Volvería a Cuba este hombre que tuvo en su repertorio obras de compositores cubanos, como Jorge González Allué —Amorosa guajira—, Ñico Saquito —Así no, papacito, así no—, Israel Cachao López —Repica la tambora—, Miguel Matamoros —Que siga el tren— y Alfredo Brito —Dos letras y un corazón—, entre otros, y que se inició como cantante de boleros y ritmos afrocubanos.

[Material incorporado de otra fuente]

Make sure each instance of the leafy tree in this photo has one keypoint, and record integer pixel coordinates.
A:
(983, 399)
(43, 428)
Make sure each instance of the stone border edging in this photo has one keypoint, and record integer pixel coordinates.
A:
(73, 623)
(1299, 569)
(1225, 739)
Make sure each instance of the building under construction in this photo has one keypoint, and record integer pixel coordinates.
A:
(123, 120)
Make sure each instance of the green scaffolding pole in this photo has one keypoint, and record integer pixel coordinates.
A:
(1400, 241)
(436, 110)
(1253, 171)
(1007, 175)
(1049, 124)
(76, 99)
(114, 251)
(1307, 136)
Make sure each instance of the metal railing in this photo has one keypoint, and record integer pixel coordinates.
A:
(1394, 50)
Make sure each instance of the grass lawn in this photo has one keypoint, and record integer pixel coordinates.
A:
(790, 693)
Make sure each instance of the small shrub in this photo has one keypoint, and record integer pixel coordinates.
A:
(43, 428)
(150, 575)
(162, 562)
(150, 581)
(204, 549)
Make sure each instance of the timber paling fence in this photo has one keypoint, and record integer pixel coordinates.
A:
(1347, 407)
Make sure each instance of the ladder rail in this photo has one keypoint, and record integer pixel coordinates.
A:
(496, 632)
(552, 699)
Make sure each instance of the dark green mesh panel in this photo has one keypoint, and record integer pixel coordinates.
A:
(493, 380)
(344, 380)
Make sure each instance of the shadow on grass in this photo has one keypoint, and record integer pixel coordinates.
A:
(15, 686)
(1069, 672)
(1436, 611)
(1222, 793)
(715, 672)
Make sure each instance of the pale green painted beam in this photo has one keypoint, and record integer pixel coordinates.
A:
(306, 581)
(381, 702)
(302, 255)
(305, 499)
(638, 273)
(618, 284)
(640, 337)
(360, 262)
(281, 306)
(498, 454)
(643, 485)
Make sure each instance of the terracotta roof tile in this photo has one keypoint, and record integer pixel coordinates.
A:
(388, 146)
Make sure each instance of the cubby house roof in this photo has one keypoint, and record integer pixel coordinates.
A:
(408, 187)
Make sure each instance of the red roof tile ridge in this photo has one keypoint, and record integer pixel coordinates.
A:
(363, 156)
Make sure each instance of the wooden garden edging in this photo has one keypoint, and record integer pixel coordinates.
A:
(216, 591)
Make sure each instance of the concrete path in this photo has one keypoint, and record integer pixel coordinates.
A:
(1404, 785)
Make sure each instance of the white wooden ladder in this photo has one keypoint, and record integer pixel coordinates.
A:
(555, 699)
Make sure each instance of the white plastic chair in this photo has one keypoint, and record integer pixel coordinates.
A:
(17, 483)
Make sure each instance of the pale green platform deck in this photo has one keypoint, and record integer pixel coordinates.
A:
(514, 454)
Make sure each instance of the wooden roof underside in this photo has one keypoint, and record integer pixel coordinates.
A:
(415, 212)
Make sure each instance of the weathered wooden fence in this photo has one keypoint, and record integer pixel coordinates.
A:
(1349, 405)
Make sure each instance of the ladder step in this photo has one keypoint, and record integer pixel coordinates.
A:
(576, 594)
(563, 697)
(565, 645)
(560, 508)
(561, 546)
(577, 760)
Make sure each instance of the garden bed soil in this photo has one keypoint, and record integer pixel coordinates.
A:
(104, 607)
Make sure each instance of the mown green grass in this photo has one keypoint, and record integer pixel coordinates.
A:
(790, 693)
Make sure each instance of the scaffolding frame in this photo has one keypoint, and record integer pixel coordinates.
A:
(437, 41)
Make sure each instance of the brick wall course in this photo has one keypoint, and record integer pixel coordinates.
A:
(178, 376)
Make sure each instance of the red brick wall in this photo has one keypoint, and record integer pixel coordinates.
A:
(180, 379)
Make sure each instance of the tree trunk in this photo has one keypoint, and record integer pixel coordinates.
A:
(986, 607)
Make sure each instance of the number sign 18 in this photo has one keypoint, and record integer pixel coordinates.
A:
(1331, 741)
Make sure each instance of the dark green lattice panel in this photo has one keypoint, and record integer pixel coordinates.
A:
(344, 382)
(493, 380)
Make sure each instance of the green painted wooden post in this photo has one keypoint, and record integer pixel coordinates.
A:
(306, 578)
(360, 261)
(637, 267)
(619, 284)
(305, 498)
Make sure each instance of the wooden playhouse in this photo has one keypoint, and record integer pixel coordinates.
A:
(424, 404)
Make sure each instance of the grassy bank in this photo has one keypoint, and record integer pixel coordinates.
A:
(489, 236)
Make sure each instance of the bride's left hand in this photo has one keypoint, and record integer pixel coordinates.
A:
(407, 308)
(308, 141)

De cualquier modo su última visita no la hizo por voluntad propia. A fines de la década de los 60, Aceves Mejía nos visitó de manera accidental cuando la aeronave donde viajaba entre Santo Domingo y la Ciudad de México fue desviada y obligada a aterrizar en el aeropuerto de Santiago de Cuba. En la terminal aérea, sus admiradores cubanos, que eran y siguen siendo muchos, lo reconocieron y le pidieron que cantara. Aceptó la propuesta con gusto. Interpretó canciones de siempre, aquellas que permanecen enraizadas en el imaginario de la Isla. El jinete, La malagueña, La verdolaga, El pastor, Que seas feliz, La copa del olvido… En el testimonio fílmico de entonces se le ve sonriente y feliz de estar en tierra cubana, como en casa propia, rodeado del afecto de autoridades y pueblo. En esta Habana nuestra, cargada de leyendas, una placa de bronce en la fachada del hotel Lincoln recuerda el secuestro de Juan Manuel Fangio, el 23 de febrero de 1958. Unas cuadras más abajo, en una vivienda modesta, duerme en una caja de cartón la historia de un romance que no llegó a finales.
En el reverso de una de las fotografías que allí se atesoran, se lee:
«Bertita, acuérdate cuando veas esta foto de la noche que pasamos juntos en el Sierra. Miguel».